Check the latest COMAC forecast and verify the price with the official fuel station website or local media outlets. If the spike persists, report it to the Ministry of Finance or the Ministry of Energy for investigation.
Are there any tax implications for buying fuel at the lower prices?
Fuel excise duties and value‑added tax (VAT) remain unchanged. The lower retail price is a result of reduced wholesale costs and not a tax reduction. Businesses should adjust their accounting records accordingly.
Will the price reductions affect the cedi exchange rate?
Indirectly. Lower domestic fuel prices can reduce import costs, which may improve trade balances and exert downward pressure on the cedi. However, the exchange rate is influenced by many factors, including global interest rates and investor sentiment.
Conclusion
The December 2025 COMAC forecast signals a modest but welcome easing of fuel prices across Ghana.
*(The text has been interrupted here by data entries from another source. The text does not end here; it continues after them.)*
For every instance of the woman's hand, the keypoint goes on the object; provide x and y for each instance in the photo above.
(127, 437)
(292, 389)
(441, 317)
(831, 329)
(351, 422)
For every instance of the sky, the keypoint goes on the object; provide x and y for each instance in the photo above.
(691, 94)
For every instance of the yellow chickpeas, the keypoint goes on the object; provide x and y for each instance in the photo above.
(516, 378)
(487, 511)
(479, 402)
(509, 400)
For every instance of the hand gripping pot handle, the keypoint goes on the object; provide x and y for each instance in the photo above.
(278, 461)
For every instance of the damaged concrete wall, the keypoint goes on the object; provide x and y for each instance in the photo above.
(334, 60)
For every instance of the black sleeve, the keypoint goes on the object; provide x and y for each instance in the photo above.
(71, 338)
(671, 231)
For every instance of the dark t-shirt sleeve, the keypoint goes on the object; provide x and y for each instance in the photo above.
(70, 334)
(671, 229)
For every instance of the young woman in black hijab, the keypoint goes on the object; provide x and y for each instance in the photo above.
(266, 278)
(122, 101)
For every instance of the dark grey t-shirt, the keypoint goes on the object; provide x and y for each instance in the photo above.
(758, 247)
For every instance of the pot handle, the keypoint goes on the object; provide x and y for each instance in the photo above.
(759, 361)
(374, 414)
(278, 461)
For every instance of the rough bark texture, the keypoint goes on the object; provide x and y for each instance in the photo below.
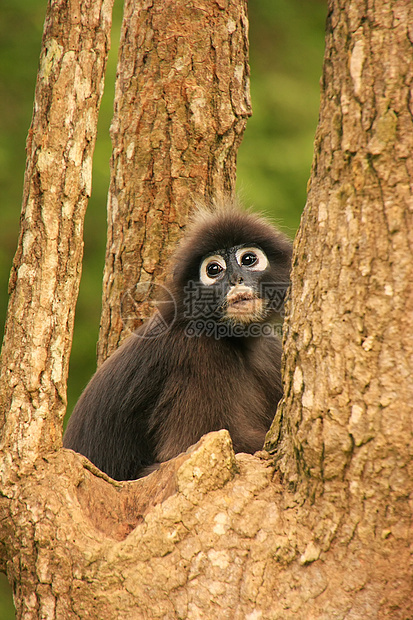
(210, 535)
(181, 105)
(46, 271)
(346, 422)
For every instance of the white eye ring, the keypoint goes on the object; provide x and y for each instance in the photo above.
(203, 272)
(261, 263)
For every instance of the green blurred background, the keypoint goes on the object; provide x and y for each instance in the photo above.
(286, 50)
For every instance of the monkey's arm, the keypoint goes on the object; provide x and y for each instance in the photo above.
(110, 423)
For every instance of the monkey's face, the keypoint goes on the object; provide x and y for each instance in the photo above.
(234, 275)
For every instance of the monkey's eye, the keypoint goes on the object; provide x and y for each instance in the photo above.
(212, 268)
(249, 259)
(253, 258)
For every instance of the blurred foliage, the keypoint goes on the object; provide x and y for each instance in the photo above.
(286, 48)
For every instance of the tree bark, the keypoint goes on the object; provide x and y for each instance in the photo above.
(45, 277)
(327, 534)
(181, 104)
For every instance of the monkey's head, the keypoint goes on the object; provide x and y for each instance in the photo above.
(233, 266)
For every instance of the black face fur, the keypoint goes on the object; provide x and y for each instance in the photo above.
(213, 366)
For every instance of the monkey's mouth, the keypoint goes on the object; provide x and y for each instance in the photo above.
(242, 305)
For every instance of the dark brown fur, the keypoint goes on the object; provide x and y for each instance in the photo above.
(154, 397)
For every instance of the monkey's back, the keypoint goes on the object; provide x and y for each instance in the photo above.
(153, 398)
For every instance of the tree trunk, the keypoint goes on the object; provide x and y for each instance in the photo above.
(210, 535)
(45, 277)
(181, 105)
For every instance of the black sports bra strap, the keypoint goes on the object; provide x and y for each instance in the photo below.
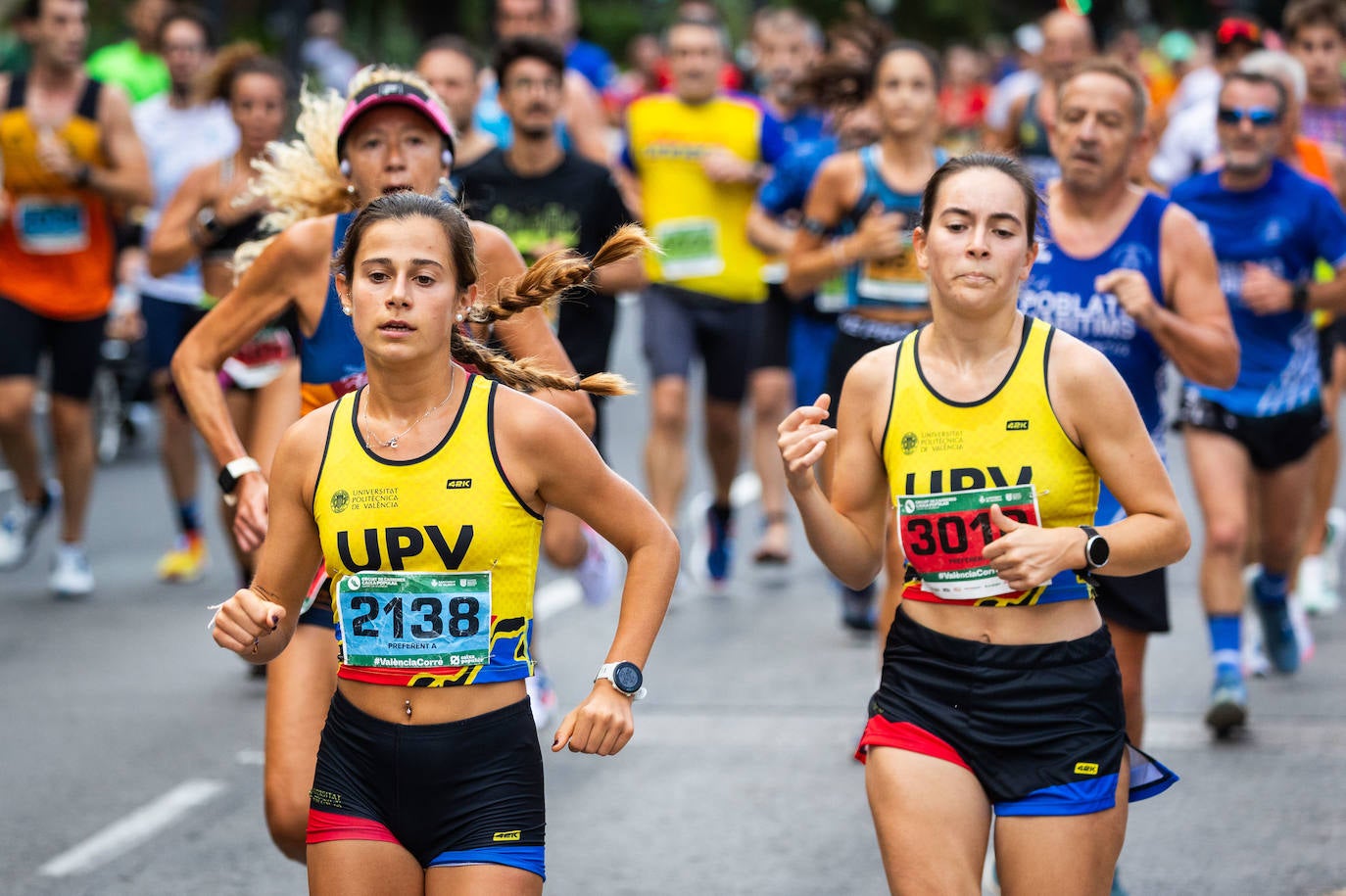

Petrol, diesel, and LPG are set to slip slightly, offering relief to individual motorists, commercial operators, and the wider economy. While the easing is driven by global crude oil price declines and a stable cedi, the market remains susceptible to future fluctuations. By staying informed, adopting fuel‑saving practices, and monitoring official releases, stakeholders can make the most of the current price environment and prepare for any subsequent changes.